Red Devil Dawn (Merge Records)
By: Alex Steininger
The solo project of former Arches of Loaf front man Eric Bachmann, Crooked Fingers has delivered two full-lengths and a cover EP of melancholy indie-pop. Red Devil Dawn, Bachmann's full-length debut on Merge Records, follows in the grand tradition of prior Crooked Fingers albums, this time around, however, adding strings and horns for a more orchestrated indie-rock attack.
Opening with the dark, but hum-able "Big Darkness", Bachmann's pop sensibilities are never put in question, reeling you in by the first note and never letting go from there on out.

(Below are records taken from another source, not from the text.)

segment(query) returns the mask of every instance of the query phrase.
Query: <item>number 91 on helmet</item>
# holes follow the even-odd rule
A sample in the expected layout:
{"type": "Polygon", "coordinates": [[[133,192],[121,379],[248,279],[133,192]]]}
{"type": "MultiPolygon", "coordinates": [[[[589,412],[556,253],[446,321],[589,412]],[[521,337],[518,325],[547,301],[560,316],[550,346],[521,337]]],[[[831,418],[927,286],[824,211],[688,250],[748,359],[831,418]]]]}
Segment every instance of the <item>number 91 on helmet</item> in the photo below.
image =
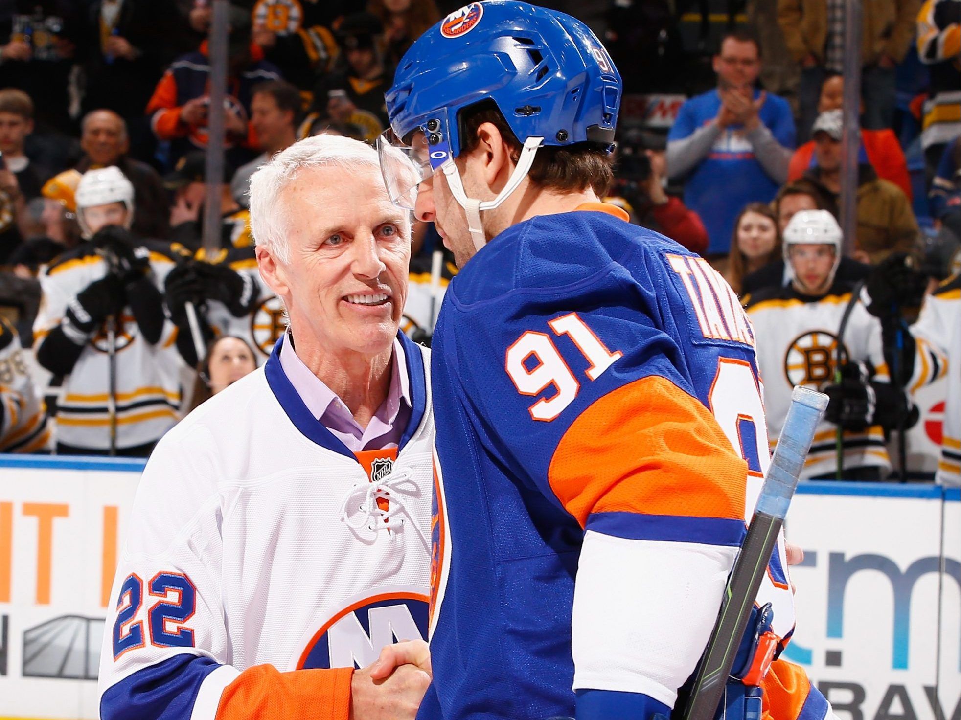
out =
{"type": "MultiPolygon", "coordinates": [[[[613,150],[621,76],[590,29],[575,17],[516,0],[471,3],[422,35],[387,91],[391,127],[378,139],[391,200],[413,209],[416,186],[438,169],[467,201],[454,165],[464,147],[460,111],[493,103],[524,146],[499,206],[527,176],[539,147],[590,142],[613,150]],[[413,161],[413,186],[398,177],[395,151],[413,161]]],[[[402,173],[407,175],[407,173],[402,173]]]]}

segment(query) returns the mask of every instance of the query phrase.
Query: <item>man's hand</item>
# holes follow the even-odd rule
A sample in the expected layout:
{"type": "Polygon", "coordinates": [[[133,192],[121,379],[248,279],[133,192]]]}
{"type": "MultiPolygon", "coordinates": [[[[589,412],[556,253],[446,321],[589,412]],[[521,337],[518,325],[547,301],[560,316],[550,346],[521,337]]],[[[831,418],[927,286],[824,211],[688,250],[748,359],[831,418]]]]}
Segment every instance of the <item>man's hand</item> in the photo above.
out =
{"type": "Polygon", "coordinates": [[[34,48],[29,42],[23,40],[11,40],[3,47],[0,47],[0,58],[3,60],[18,60],[26,62],[34,57],[34,48]]]}
{"type": "Polygon", "coordinates": [[[107,38],[107,52],[114,58],[123,58],[124,60],[136,58],[136,49],[130,44],[130,40],[118,35],[107,38]]]}
{"type": "Polygon", "coordinates": [[[390,645],[369,667],[357,670],[351,679],[352,720],[413,720],[421,700],[431,684],[431,675],[419,664],[408,663],[383,674],[397,660],[426,661],[431,656],[423,640],[390,645]],[[376,675],[376,677],[375,677],[376,675]]]}
{"type": "Polygon", "coordinates": [[[432,678],[431,646],[423,640],[404,640],[384,645],[381,657],[367,669],[374,680],[384,680],[401,665],[416,665],[432,678]]]}
{"type": "Polygon", "coordinates": [[[734,116],[735,122],[744,126],[745,130],[753,130],[761,124],[761,119],[757,113],[767,100],[767,93],[761,92],[754,100],[751,87],[738,87],[730,90],[723,90],[721,102],[734,116]]]}
{"type": "Polygon", "coordinates": [[[208,97],[195,97],[187,100],[181,108],[181,121],[186,125],[201,125],[207,122],[210,100],[208,97]]]}
{"type": "Polygon", "coordinates": [[[170,227],[175,228],[185,222],[197,222],[199,217],[200,203],[191,204],[182,195],[170,209],[170,227]]]}
{"type": "Polygon", "coordinates": [[[16,182],[16,175],[10,170],[0,170],[0,190],[6,192],[12,200],[20,197],[20,184],[16,182]]]}

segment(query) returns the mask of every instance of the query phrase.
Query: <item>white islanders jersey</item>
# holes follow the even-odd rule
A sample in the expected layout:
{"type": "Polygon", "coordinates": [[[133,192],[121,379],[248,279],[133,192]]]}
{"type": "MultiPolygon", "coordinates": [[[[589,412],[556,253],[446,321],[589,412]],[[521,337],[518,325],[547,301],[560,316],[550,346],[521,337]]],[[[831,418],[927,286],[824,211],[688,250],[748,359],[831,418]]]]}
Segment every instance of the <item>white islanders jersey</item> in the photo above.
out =
{"type": "Polygon", "coordinates": [[[961,483],[961,278],[945,281],[924,299],[911,328],[917,341],[911,389],[948,376],[942,424],[941,459],[935,479],[946,485],[961,483]]]}
{"type": "MultiPolygon", "coordinates": [[[[150,267],[161,290],[173,266],[171,257],[151,250],[150,267]]],[[[107,262],[90,243],[64,253],[50,264],[40,275],[43,301],[34,321],[35,349],[63,320],[69,302],[107,272],[107,262]]],[[[177,329],[173,323],[164,322],[160,341],[152,345],[140,335],[129,307],[117,320],[117,447],[128,448],[156,441],[179,419],[183,360],[174,346],[177,329]]],[[[56,417],[58,442],[92,450],[110,448],[110,387],[111,360],[102,325],[63,380],[56,417]]]]}
{"type": "MultiPolygon", "coordinates": [[[[834,382],[837,334],[850,300],[850,292],[840,284],[819,299],[800,295],[790,286],[765,288],[747,299],[764,383],[764,414],[772,451],[784,427],[795,385],[820,389],[834,382]]],[[[843,341],[851,361],[873,367],[873,380],[888,382],[880,322],[860,302],[851,310],[843,341]]],[[[825,420],[818,426],[802,479],[837,468],[836,435],[837,426],[833,423],[825,420]]],[[[880,427],[846,432],[843,443],[845,467],[879,466],[891,470],[880,427]]]]}
{"type": "MultiPolygon", "coordinates": [[[[308,714],[271,704],[291,687],[319,693],[336,674],[317,669],[363,667],[384,645],[427,638],[429,351],[400,337],[413,407],[399,448],[351,453],[294,390],[280,343],[160,440],[113,583],[103,720],[160,717],[170,698],[179,709],[163,718],[226,720],[256,709],[346,720],[343,702],[337,714],[316,695],[308,714]],[[372,499],[372,481],[382,480],[389,497],[372,499]],[[362,509],[372,502],[403,524],[377,529],[362,509]],[[266,705],[238,700],[252,696],[266,705]]],[[[349,687],[348,678],[347,694],[338,690],[348,705],[349,687]]]]}

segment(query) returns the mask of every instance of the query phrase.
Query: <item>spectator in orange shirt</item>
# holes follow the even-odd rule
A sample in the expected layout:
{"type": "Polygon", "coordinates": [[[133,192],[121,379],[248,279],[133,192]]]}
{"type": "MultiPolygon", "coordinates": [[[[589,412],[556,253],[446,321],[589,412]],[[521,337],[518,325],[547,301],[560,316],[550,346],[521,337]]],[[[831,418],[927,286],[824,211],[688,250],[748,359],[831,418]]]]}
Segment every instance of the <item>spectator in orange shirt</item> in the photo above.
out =
{"type": "MultiPolygon", "coordinates": [[[[834,75],[821,86],[821,99],[818,102],[818,112],[829,110],[841,110],[844,101],[844,76],[834,75]]],[[[864,103],[862,105],[862,110],[864,103]]],[[[861,146],[868,157],[868,162],[875,168],[877,177],[894,183],[900,187],[907,199],[911,200],[911,178],[907,172],[907,161],[904,152],[898,142],[898,136],[890,128],[883,130],[865,130],[861,128],[861,146]]],[[[800,180],[812,164],[814,158],[814,140],[809,140],[794,151],[791,163],[787,168],[789,183],[800,180]]]]}
{"type": "MultiPolygon", "coordinates": [[[[227,137],[225,147],[231,161],[242,164],[253,157],[248,148],[258,148],[250,125],[250,103],[255,86],[280,80],[277,68],[263,60],[263,51],[250,39],[250,14],[231,8],[228,50],[228,83],[225,104],[227,137]]],[[[167,68],[147,104],[151,128],[160,140],[170,140],[171,162],[190,150],[207,147],[207,124],[210,98],[208,93],[209,65],[205,40],[196,52],[187,53],[167,68]]]]}

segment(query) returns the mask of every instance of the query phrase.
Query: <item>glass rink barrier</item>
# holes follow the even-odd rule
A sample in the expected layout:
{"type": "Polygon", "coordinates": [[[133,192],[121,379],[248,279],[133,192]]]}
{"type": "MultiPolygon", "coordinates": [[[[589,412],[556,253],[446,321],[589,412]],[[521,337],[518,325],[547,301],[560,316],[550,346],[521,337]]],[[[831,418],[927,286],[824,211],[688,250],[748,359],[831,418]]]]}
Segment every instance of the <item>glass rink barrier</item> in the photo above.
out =
{"type": "MultiPolygon", "coordinates": [[[[0,720],[94,720],[142,460],[0,456],[0,720]]],[[[934,484],[801,483],[786,657],[842,720],[957,720],[961,503],[934,484]]]]}

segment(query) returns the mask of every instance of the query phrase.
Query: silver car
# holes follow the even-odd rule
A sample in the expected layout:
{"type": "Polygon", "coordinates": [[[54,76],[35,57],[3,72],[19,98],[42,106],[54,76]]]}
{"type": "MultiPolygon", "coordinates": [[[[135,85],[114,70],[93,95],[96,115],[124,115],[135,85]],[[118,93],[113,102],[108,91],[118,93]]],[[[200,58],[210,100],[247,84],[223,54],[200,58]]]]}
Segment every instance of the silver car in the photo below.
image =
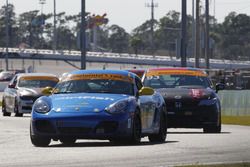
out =
{"type": "Polygon", "coordinates": [[[42,96],[45,87],[54,87],[59,81],[58,77],[47,73],[16,74],[5,88],[2,100],[3,116],[23,116],[30,113],[32,105],[42,96]]]}

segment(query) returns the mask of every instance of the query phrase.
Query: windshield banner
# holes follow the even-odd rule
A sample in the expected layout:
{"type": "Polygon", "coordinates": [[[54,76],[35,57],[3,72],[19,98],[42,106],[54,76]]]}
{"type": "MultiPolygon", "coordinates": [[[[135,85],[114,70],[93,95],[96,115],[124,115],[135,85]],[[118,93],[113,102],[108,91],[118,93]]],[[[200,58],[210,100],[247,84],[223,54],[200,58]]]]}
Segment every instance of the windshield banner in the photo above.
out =
{"type": "Polygon", "coordinates": [[[58,82],[59,79],[56,77],[49,77],[49,76],[23,76],[20,78],[20,80],[49,80],[49,81],[55,81],[58,82]]]}
{"type": "Polygon", "coordinates": [[[107,80],[118,80],[118,81],[125,81],[125,82],[133,82],[133,78],[125,75],[119,74],[76,74],[76,75],[69,75],[62,80],[69,81],[69,80],[90,80],[90,79],[107,79],[107,80]]]}
{"type": "Polygon", "coordinates": [[[190,75],[190,76],[207,76],[206,72],[203,71],[192,71],[192,70],[159,70],[149,71],[147,77],[159,76],[159,75],[190,75]]]}

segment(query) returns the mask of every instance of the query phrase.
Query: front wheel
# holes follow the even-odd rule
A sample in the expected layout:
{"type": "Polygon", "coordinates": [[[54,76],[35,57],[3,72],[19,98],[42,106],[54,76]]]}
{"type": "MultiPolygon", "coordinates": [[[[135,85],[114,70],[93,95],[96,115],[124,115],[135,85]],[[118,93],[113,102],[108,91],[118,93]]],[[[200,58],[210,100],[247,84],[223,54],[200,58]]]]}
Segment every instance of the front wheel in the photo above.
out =
{"type": "Polygon", "coordinates": [[[15,100],[14,113],[15,113],[16,117],[22,117],[23,116],[23,113],[19,112],[17,100],[15,100]]]}
{"type": "Polygon", "coordinates": [[[129,139],[129,143],[139,144],[141,142],[141,119],[139,114],[135,114],[132,128],[132,135],[129,139]]]}
{"type": "Polygon", "coordinates": [[[166,122],[166,116],[164,113],[161,114],[160,118],[160,127],[159,132],[157,134],[149,135],[148,139],[150,142],[165,142],[167,138],[167,122],[166,122]]]}
{"type": "Polygon", "coordinates": [[[204,133],[221,133],[221,115],[218,116],[219,123],[203,128],[204,133]]]}
{"type": "Polygon", "coordinates": [[[6,104],[5,104],[4,100],[2,101],[2,112],[3,112],[3,116],[8,116],[9,117],[11,115],[10,112],[6,111],[6,104]]]}
{"type": "Polygon", "coordinates": [[[51,141],[51,139],[47,137],[31,135],[31,127],[30,127],[30,140],[31,143],[36,147],[47,147],[51,141]]]}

"Don't Say A Word" mixes acoustic guitars with an airy cello, Bachmann coming across as the older, wiser man telling a story, one you listen to attentively, as he leads you through the moral and offers you advice.
The laid back "Bad Man Coming" gently crawls from note to note, Bachmann slowing picking at a guitar while his voice gets deep and brooding, the dark pop background the album's shining point as the grave vocals and simple guitar point to in an eerie, don't-go-down-that-dark-alley direction.

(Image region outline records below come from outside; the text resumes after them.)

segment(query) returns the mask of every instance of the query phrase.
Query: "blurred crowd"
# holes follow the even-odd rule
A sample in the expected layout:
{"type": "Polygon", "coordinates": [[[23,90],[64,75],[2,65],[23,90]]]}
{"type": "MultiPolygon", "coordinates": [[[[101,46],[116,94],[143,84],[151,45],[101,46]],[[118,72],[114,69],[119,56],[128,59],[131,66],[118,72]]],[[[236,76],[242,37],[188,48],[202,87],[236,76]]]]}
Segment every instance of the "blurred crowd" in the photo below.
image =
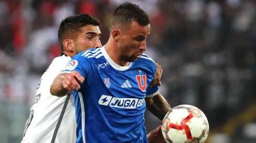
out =
{"type": "MultiPolygon", "coordinates": [[[[109,17],[125,1],[0,1],[1,142],[21,140],[37,83],[61,52],[61,20],[81,12],[96,17],[104,45],[109,17]]],[[[145,53],[163,68],[160,92],[171,106],[201,109],[210,125],[207,142],[255,143],[256,1],[126,1],[150,17],[145,53]]],[[[148,131],[161,124],[147,112],[145,120],[148,131]]]]}

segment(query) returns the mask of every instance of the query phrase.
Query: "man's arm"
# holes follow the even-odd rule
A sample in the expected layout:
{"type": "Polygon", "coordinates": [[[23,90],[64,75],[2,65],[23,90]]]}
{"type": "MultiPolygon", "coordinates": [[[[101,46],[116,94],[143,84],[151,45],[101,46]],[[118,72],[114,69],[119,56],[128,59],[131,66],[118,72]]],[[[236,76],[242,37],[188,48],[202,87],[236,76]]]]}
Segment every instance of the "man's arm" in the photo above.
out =
{"type": "Polygon", "coordinates": [[[161,126],[148,133],[147,135],[147,139],[148,143],[166,143],[162,136],[161,126]]]}
{"type": "Polygon", "coordinates": [[[83,83],[85,79],[77,71],[71,73],[61,73],[55,77],[50,88],[50,92],[53,95],[63,96],[67,92],[80,89],[79,84],[83,83]]]}
{"type": "Polygon", "coordinates": [[[147,110],[162,121],[167,112],[171,110],[170,105],[159,93],[152,97],[146,97],[145,100],[147,110]]]}

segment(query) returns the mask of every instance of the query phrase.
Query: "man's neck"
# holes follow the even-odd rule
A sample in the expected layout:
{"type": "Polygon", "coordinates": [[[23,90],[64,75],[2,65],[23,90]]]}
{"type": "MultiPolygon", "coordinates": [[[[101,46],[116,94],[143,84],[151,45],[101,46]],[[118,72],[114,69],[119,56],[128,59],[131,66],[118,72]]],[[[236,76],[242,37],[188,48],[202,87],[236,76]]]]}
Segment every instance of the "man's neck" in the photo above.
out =
{"type": "Polygon", "coordinates": [[[112,44],[110,41],[105,45],[105,50],[111,60],[117,64],[124,67],[128,63],[121,59],[120,51],[114,44],[112,44]]]}

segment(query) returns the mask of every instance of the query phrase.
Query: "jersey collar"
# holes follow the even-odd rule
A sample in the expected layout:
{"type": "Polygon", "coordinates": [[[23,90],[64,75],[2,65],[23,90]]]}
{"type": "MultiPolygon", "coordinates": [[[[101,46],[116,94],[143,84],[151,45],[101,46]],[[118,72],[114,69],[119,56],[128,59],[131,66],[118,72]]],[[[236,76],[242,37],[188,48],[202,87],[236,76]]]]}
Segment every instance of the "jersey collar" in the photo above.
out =
{"type": "Polygon", "coordinates": [[[117,70],[119,71],[125,71],[129,69],[131,66],[132,66],[132,62],[129,62],[127,64],[126,66],[124,67],[122,67],[120,65],[117,64],[117,63],[114,63],[113,60],[110,58],[109,57],[109,55],[107,53],[107,51],[106,51],[105,49],[105,46],[103,46],[102,47],[100,48],[100,50],[101,50],[101,52],[102,53],[103,56],[104,56],[104,57],[105,57],[105,59],[107,60],[107,61],[111,66],[114,69],[116,69],[117,70]]]}

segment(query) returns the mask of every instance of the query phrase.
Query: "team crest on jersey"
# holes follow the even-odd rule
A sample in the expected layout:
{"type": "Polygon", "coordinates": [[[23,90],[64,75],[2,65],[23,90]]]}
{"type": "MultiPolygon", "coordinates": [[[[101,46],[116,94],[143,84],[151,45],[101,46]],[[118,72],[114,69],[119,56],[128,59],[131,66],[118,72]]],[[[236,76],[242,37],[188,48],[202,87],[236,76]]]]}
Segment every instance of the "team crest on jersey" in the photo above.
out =
{"type": "Polygon", "coordinates": [[[68,70],[69,71],[73,70],[78,64],[78,62],[77,60],[72,60],[67,64],[65,70],[68,70]]]}
{"type": "Polygon", "coordinates": [[[104,83],[105,84],[106,86],[107,86],[107,87],[108,88],[109,88],[109,86],[110,86],[110,85],[111,84],[111,83],[109,81],[109,78],[108,79],[104,78],[104,83]]]}
{"type": "Polygon", "coordinates": [[[147,87],[147,75],[142,75],[142,77],[141,75],[136,75],[136,79],[138,82],[138,87],[139,87],[143,92],[145,91],[147,87]],[[142,80],[143,81],[143,83],[142,82],[142,80]]]}

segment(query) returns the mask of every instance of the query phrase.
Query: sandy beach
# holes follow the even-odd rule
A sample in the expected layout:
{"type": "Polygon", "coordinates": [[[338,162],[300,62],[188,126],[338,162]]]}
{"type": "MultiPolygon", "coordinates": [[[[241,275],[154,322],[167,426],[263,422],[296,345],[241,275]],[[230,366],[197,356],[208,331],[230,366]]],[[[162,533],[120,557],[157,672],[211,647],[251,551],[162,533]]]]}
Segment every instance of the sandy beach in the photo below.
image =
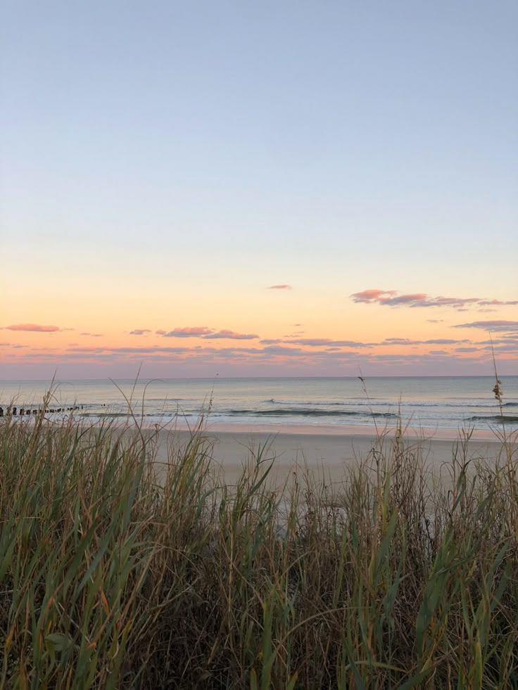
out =
{"type": "MultiPolygon", "coordinates": [[[[348,468],[358,460],[367,459],[373,448],[389,449],[395,439],[395,430],[374,428],[261,427],[242,428],[213,426],[204,432],[210,444],[215,471],[227,484],[233,484],[241,474],[244,464],[260,451],[262,457],[274,461],[272,480],[281,487],[293,473],[308,468],[331,483],[339,483],[346,476],[348,468]]],[[[185,429],[158,432],[157,460],[165,462],[172,445],[184,444],[189,437],[185,429]]],[[[460,433],[452,429],[408,430],[405,443],[436,475],[441,477],[441,468],[450,464],[456,447],[462,442],[460,433]]],[[[516,440],[516,439],[514,439],[516,440]]],[[[512,446],[514,456],[517,444],[512,446]]],[[[503,443],[491,431],[473,433],[467,445],[470,459],[484,459],[496,461],[505,455],[503,443]]]]}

However, Red Devil Dawn, for all its melancholy, isn't without its blistering moments, as the warmth, hook-laden "You Threw A Spark" will attest to. The rhythm section picks up the pace as Bachmann chases them, keeping up while he spins a tale, the strings adding a bit of a dark cloud to the song, but the horns coming through like rays of sunshine.
The utter contrast is enough to floor you, but Bachmann doesn't hold back, stunning you with a sing-along verse before pulling the rug out from underneath your feet when the chorus hits.
He can be as dark as he wants, or he can be surprisingly upbeat, and that is what makes Red Devil Dawn such a pop gem. Bachmann's melancholic lyrics meet their match at times, while other times they're given an even graver tone when put to the music. If you don't fall in love with the oft-confusing, but always enjoyable mind maneuvers of Crooked Fingers, something has obviously gone wrong, because Bachmann mixes it up enough to sell all those who listen on this record. I'll give it an A.